Let’s get to the guts of the matter here: Enterprise AGI and the unique data and process advantage firms possess. Below is a graphic from Alex Wang of Scale AI Inc. that shows that GPT-4 was trained on a half-petabyte of knowledge. Meanwhile, JPMorgan chase, whose CEO is Jamie Dimon, is sitting on a mountain of knowledge that roughly is 150 petabytes in size. Now, more just isn’t necessarily higher, so this might be misleading. But the purpose is that JPMC’s data estate inherently accommodates knowhow that just isn’t in the general public domain. In other words, this proprietary knowledge is restricted to JPMC’s business and is the important thing ingredient to its competitive advantage.

The muse models that we’ve been talking about are usually not hugely differentiated. They’re all built on the identical algorithmic architecture deriving from the transformer. All of them progress in size, which we’ll explain. They usually all use the identical compute infrastructure for training. What differentiates them is the info.

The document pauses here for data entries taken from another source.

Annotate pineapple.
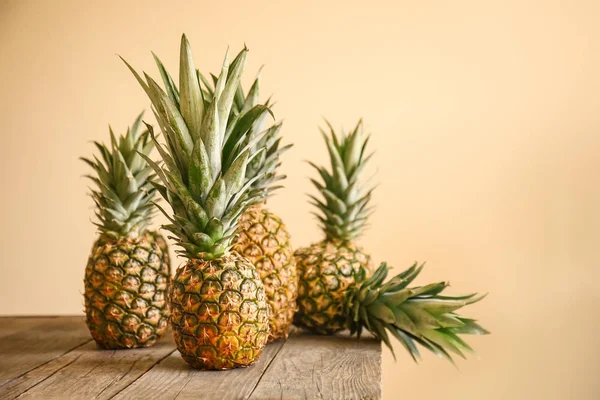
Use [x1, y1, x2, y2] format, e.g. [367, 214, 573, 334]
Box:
[127, 35, 269, 370]
[295, 122, 488, 361]
[233, 77, 298, 341]
[82, 115, 170, 349]
[195, 71, 298, 342]
[294, 122, 373, 334]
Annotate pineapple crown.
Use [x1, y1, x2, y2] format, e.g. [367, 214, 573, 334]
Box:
[309, 121, 373, 242]
[81, 113, 155, 239]
[200, 68, 292, 199]
[346, 263, 489, 362]
[123, 35, 268, 259]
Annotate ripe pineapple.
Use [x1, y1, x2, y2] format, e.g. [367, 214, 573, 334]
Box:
[233, 77, 298, 341]
[295, 122, 488, 361]
[82, 115, 170, 349]
[124, 35, 269, 370]
[294, 122, 373, 334]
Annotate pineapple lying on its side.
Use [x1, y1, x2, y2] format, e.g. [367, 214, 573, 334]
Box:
[233, 74, 298, 341]
[82, 111, 170, 349]
[295, 122, 488, 361]
[124, 35, 269, 370]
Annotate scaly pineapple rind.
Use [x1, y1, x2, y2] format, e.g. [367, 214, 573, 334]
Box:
[170, 252, 269, 370]
[294, 240, 372, 335]
[84, 231, 170, 349]
[233, 205, 298, 341]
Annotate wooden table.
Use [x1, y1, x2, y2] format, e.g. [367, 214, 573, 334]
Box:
[0, 317, 381, 400]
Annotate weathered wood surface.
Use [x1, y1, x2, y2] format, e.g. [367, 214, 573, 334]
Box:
[0, 317, 381, 399]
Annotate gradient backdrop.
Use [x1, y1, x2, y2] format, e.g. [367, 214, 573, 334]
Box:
[0, 0, 600, 399]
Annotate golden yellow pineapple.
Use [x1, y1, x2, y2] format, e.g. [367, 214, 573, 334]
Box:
[295, 239, 372, 334]
[294, 122, 488, 361]
[125, 35, 269, 370]
[84, 115, 170, 349]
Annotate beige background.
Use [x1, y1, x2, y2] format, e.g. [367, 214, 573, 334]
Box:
[0, 0, 600, 399]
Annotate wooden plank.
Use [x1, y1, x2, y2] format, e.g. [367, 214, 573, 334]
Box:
[115, 340, 285, 400]
[5, 333, 175, 399]
[0, 317, 91, 384]
[250, 332, 381, 399]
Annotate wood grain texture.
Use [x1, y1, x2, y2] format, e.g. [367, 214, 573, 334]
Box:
[115, 340, 285, 400]
[250, 332, 381, 399]
[0, 317, 92, 384]
[0, 317, 381, 400]
[0, 334, 175, 399]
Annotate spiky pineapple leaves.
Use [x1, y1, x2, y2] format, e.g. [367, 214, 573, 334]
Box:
[123, 35, 270, 259]
[309, 121, 373, 241]
[81, 113, 154, 238]
[199, 64, 292, 198]
[346, 263, 489, 362]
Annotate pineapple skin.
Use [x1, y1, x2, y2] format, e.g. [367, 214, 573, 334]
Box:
[170, 252, 269, 370]
[233, 205, 298, 342]
[84, 231, 170, 349]
[294, 239, 373, 335]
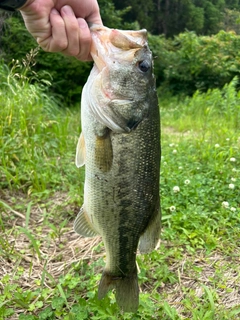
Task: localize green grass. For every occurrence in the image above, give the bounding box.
[0,59,240,320]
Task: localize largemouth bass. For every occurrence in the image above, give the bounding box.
[74,26,160,312]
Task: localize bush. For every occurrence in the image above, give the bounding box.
[149,31,240,95]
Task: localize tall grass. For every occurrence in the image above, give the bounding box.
[0,53,82,198]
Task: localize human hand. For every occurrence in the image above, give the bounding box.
[19,0,102,61]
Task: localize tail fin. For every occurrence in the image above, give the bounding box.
[98,269,139,312]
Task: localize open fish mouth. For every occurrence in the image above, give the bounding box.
[90,25,147,72]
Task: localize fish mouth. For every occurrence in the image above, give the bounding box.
[90,25,147,72]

Now, it’s not an easy conclusion to say that because JPMorgan has 150 petabytes and GPT-4 was trained on lower than 1 petabyte that each one that data JPMorgan has can go into training agents. Nevertheless it’s a proxy for the undeniable fact that there may be a lot proprietary data locked away inside JPMorgan and in every enterprise that the muse model corporations won’t ever get their hands on.

In our view, this data is hugely essential because that is what you utilize to coach the AI agents. It’s data that agents will learn from including by observing human employees and capturing their thought processes. And far of that data just isn’t even in that training data set. That’s tacit knowledge currently.

The AI corporations call this “reasoning traces” since it captures a thought process. It helps you train a model more effectively than input-output matchings. The LLM model corporations won’t ever give you the option to coach the general public foundation models on these reasoning traces which are core to the knowhow and operation of those firms.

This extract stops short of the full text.